In light of this phenomenon, it’s amazing that we can still struggle with the silence of institutions and organizations about injustice. It seems that while all the rage is to blab on incessantly in public, confessing every single thought of personal culpability, the exact opposite is true of corporate entities and churches. Silence is golden, it would seem. And sometimes, it’s just plain yellow.

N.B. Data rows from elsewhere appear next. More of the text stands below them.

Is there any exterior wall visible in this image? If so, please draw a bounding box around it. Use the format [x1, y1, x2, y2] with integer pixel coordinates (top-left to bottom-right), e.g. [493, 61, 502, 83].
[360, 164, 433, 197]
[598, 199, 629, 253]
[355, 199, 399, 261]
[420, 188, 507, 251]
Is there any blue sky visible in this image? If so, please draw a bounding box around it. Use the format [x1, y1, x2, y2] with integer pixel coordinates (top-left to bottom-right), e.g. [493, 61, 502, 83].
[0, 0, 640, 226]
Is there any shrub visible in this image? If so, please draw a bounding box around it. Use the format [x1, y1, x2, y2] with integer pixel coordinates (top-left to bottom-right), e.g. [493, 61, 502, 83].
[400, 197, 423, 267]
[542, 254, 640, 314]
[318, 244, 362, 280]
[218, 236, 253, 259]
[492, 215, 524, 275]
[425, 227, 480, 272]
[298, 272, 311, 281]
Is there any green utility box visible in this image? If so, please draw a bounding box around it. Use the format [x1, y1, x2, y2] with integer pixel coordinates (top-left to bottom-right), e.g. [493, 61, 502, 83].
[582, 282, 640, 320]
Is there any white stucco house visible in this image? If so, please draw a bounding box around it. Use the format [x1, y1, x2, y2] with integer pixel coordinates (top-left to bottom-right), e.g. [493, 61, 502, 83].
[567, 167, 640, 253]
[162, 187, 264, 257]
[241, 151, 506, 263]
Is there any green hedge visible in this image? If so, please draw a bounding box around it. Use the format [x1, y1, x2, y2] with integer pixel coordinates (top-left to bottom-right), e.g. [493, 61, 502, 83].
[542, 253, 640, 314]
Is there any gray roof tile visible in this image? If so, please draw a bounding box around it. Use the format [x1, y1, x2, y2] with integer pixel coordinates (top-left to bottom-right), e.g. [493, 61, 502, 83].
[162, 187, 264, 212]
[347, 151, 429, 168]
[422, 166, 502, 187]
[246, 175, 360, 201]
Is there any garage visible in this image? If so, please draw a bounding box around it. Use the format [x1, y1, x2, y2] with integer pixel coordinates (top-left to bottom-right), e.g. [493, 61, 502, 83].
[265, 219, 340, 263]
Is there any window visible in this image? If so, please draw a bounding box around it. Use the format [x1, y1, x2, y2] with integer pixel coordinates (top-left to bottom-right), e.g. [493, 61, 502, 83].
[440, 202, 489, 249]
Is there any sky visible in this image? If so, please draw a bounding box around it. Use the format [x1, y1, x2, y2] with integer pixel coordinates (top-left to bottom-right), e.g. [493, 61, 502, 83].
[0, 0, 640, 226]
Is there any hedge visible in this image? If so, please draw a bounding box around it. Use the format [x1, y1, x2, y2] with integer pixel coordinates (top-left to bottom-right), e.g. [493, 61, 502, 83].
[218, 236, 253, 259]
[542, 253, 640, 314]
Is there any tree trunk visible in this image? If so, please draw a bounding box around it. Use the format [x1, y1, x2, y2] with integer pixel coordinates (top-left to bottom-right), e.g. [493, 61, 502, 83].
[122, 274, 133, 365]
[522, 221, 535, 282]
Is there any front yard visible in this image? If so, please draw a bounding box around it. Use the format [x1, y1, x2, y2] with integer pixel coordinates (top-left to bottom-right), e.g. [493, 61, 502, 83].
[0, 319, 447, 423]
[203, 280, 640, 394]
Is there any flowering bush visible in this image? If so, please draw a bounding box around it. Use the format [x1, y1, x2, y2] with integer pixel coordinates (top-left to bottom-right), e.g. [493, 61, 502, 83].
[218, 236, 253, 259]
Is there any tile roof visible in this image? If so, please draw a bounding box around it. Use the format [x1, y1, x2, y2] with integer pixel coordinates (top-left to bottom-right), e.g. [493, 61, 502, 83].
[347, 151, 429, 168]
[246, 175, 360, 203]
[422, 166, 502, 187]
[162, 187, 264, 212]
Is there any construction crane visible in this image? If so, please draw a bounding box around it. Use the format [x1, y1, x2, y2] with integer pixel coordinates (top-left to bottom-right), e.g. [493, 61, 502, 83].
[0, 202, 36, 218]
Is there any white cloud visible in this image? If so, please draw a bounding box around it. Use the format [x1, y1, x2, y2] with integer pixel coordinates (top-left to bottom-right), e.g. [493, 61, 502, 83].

I’m not sure how long it takes to learn this lesson. How many genocides, unjust wars and corrupt political regimes do we have to live through with consistent embarrassment about our culpability through silence? Besides Bonhoeffer and the small group of confessing churches in Nazi-era Germany, where was the prophetic witness of the church? Is it possible to believe that Christian churches en masse flew the Nazi flag and celebrated Nazi youth awards at Sunday school? Rwanda - where were we? South Africa - the church was the last institution (particularly in the west) to stand up publicly against apartheid - to our shame.

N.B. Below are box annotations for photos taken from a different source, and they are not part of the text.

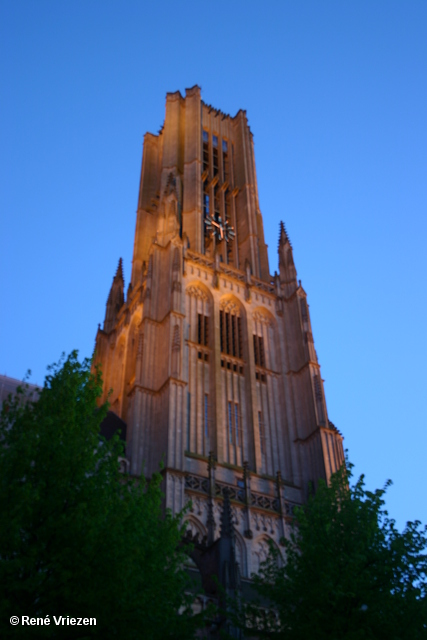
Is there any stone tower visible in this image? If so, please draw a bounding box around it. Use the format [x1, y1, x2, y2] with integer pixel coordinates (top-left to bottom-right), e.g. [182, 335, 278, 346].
[96, 86, 344, 579]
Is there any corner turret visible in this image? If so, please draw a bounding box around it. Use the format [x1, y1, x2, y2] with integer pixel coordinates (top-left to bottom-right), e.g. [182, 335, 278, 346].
[278, 222, 298, 296]
[104, 258, 125, 333]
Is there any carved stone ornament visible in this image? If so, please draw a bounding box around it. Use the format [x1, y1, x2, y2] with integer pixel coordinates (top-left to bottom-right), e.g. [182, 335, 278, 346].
[252, 311, 273, 327]
[186, 284, 208, 301]
[219, 300, 240, 316]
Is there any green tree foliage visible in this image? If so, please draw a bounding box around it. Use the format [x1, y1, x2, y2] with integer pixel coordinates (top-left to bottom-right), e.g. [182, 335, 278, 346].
[0, 352, 201, 640]
[247, 465, 427, 640]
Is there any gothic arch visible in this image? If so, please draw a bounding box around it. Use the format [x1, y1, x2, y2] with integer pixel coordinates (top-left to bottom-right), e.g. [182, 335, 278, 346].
[183, 515, 208, 542]
[251, 534, 282, 573]
[235, 531, 248, 578]
[252, 307, 278, 370]
[185, 280, 213, 347]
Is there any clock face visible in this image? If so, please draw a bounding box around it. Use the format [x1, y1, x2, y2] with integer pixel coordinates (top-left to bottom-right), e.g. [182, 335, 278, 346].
[205, 215, 236, 242]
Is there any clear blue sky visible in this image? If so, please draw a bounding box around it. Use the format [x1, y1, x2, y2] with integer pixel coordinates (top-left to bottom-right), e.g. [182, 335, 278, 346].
[0, 0, 427, 527]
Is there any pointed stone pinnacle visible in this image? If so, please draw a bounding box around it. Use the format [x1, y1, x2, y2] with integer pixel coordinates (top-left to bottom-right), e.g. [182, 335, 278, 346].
[114, 258, 124, 280]
[279, 220, 292, 247]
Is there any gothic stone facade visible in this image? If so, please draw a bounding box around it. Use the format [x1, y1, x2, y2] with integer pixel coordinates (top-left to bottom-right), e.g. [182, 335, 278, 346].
[96, 86, 344, 577]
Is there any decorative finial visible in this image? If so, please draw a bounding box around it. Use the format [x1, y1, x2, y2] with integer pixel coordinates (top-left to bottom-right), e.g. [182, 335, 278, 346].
[115, 258, 124, 280]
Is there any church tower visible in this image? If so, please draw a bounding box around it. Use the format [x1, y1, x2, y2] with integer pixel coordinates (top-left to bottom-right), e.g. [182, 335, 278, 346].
[96, 86, 344, 578]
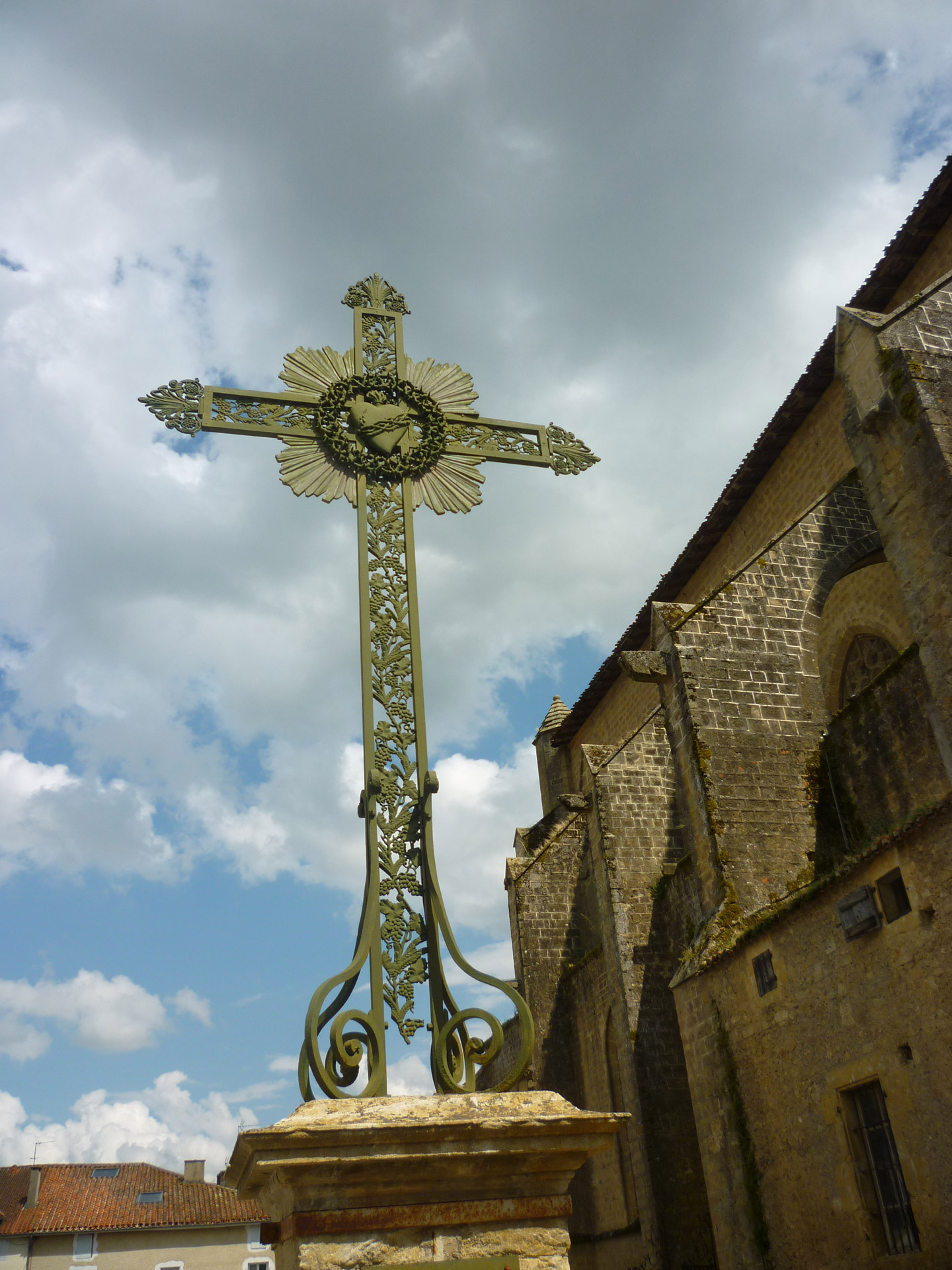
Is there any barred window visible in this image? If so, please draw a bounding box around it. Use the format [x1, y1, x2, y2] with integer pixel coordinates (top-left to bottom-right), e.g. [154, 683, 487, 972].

John Smith, an Australian Christian social reformer who wrote the book Sharpening the Cutting Edge, details one of his experiences in the Philippines. While the majority of the local Philippine people were suffering, the Lausanne World Conference of Evangelism was held in the region. Several of the conference leaders denied that those who were speaking out against the unjust political regime were giving any Christian witness.

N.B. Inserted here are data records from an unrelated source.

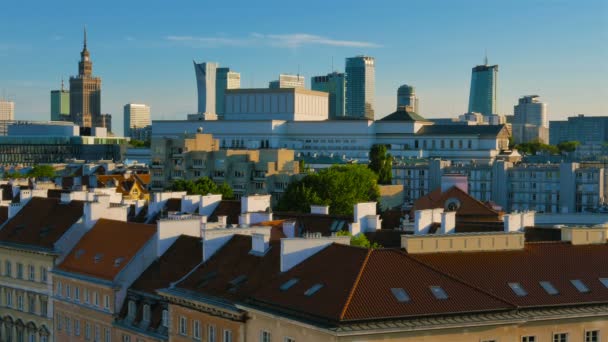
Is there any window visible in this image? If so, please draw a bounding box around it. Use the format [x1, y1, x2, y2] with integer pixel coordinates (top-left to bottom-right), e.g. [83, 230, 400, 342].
[179, 316, 188, 336]
[553, 333, 568, 342]
[207, 325, 215, 342]
[585, 330, 600, 342]
[192, 321, 201, 340]
[224, 330, 232, 342]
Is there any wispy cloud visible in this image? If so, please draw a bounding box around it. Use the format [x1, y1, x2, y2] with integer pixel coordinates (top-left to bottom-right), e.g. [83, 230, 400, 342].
[165, 33, 380, 48]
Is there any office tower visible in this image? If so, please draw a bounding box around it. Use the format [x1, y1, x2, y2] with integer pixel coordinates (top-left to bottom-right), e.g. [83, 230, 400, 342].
[469, 58, 498, 116]
[192, 61, 218, 114]
[0, 99, 15, 121]
[310, 72, 346, 119]
[51, 80, 70, 121]
[215, 68, 241, 116]
[124, 103, 151, 140]
[512, 95, 549, 144]
[70, 29, 102, 128]
[397, 84, 420, 113]
[268, 74, 305, 89]
[346, 56, 375, 120]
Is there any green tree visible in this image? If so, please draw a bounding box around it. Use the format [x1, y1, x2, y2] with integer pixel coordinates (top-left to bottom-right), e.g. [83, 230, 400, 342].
[368, 144, 393, 184]
[27, 165, 55, 178]
[277, 164, 380, 215]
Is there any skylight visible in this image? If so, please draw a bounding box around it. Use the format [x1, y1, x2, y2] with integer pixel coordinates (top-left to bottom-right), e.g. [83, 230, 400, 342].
[391, 287, 410, 303]
[538, 281, 559, 296]
[570, 279, 589, 293]
[304, 284, 323, 297]
[508, 283, 528, 297]
[280, 278, 300, 291]
[429, 286, 449, 299]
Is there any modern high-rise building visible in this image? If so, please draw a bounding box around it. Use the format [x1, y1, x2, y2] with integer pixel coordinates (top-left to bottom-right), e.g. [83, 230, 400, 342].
[346, 56, 375, 120]
[70, 29, 107, 128]
[310, 72, 346, 119]
[192, 61, 218, 114]
[124, 103, 152, 140]
[469, 58, 498, 116]
[215, 68, 241, 116]
[268, 74, 305, 89]
[397, 84, 420, 114]
[51, 80, 70, 121]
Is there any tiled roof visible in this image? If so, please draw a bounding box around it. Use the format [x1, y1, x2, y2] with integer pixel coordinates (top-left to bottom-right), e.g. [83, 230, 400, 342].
[131, 235, 203, 294]
[0, 197, 84, 249]
[58, 219, 156, 281]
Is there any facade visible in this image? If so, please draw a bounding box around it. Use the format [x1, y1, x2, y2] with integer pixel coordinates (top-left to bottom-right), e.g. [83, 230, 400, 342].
[397, 84, 420, 113]
[151, 133, 300, 200]
[192, 61, 218, 115]
[346, 56, 376, 120]
[512, 95, 549, 144]
[393, 160, 608, 213]
[310, 72, 346, 119]
[268, 74, 305, 89]
[124, 103, 152, 140]
[215, 68, 241, 117]
[70, 30, 102, 128]
[469, 59, 498, 116]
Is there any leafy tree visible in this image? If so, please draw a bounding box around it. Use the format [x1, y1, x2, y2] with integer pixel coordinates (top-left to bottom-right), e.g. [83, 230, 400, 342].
[169, 177, 234, 199]
[277, 164, 380, 215]
[336, 231, 382, 249]
[27, 165, 55, 178]
[368, 144, 393, 184]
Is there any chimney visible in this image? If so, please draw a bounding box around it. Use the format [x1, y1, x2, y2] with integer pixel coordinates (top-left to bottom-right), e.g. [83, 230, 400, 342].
[441, 211, 456, 234]
[250, 233, 270, 256]
[310, 205, 329, 215]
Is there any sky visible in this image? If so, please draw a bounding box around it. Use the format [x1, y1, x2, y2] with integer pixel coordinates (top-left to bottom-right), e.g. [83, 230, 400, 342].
[0, 0, 608, 133]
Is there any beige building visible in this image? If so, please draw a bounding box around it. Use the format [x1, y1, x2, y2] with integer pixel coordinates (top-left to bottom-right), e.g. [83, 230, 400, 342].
[151, 133, 300, 200]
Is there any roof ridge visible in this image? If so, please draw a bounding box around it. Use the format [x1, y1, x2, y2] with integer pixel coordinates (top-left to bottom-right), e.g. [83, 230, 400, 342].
[401, 252, 518, 308]
[340, 249, 373, 320]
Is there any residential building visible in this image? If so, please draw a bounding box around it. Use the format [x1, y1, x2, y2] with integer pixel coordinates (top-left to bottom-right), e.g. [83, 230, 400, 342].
[268, 74, 305, 89]
[345, 56, 376, 120]
[192, 61, 218, 117]
[124, 103, 152, 140]
[469, 58, 498, 116]
[310, 72, 346, 119]
[151, 133, 300, 200]
[215, 68, 241, 118]
[397, 84, 420, 113]
[51, 80, 70, 121]
[512, 95, 549, 144]
[70, 29, 104, 130]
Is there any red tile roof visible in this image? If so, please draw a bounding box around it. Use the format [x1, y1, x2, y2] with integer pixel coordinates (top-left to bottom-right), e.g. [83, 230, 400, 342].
[0, 197, 84, 249]
[57, 219, 156, 281]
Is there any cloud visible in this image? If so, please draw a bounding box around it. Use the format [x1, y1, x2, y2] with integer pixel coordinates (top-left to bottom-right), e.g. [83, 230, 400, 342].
[165, 33, 380, 49]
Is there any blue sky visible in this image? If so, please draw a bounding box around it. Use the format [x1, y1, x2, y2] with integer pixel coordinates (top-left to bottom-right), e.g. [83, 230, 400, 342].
[0, 0, 608, 133]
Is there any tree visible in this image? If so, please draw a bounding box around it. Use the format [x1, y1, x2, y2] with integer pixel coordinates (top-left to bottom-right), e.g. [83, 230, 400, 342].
[27, 165, 55, 178]
[277, 164, 380, 216]
[169, 177, 234, 199]
[368, 144, 393, 184]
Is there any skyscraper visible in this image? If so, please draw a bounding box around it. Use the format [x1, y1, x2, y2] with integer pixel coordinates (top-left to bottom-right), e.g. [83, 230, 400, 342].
[51, 80, 70, 121]
[346, 56, 375, 120]
[192, 61, 218, 115]
[268, 74, 305, 89]
[70, 29, 106, 127]
[469, 58, 498, 116]
[310, 72, 346, 119]
[124, 103, 151, 140]
[397, 84, 420, 114]
[215, 68, 241, 116]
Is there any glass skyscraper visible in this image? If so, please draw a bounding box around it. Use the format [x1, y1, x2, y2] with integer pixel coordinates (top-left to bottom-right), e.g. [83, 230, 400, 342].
[346, 56, 375, 120]
[469, 61, 498, 116]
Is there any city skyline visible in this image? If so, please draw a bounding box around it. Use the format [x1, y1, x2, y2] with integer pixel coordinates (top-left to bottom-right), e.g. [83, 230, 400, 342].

Meanwhile, John Smith was arrested and sentenced to death (he escaped) for standing with local Philippine pastors in front of bulldozers about to ravish the houses of thousands of peasants for no good reason and with no legal rights. As a result of this incident, the evangelical community hosting the Lausanne Conference publicly denounced him - while holding their conference at the most expensive hotel in the Philippines. They wanted to distance themselves from the “agitators” and assured the Philippine authorities that Christians aren’t political.

Wow.

I suppose it’s difficult to navigate when to speak and what to say and how that will affect the people of our movement and the church in general. I know it is difficult, and yet isn’t it even more difficult to try and maintain a Christian prophetic witness when we’ve had no guts to stand up for the poor? When will we speak publicly against industries that continue to exploit the poor? When will churches and movements and denominations speak publicly against Zimbabwe and the oppression of current political figures? When will we declare that unjust trade practices are evil and wrong and worthy of judgment? Perhaps when we stop benefiting from them? I know it’s complex. I’m not a naïve idealist, just an idealist. But honestly, we need to leave the yellow cowardice of silence that begs God’s judgment upon us and find our voice and speak up for those who can’t speak for themselves.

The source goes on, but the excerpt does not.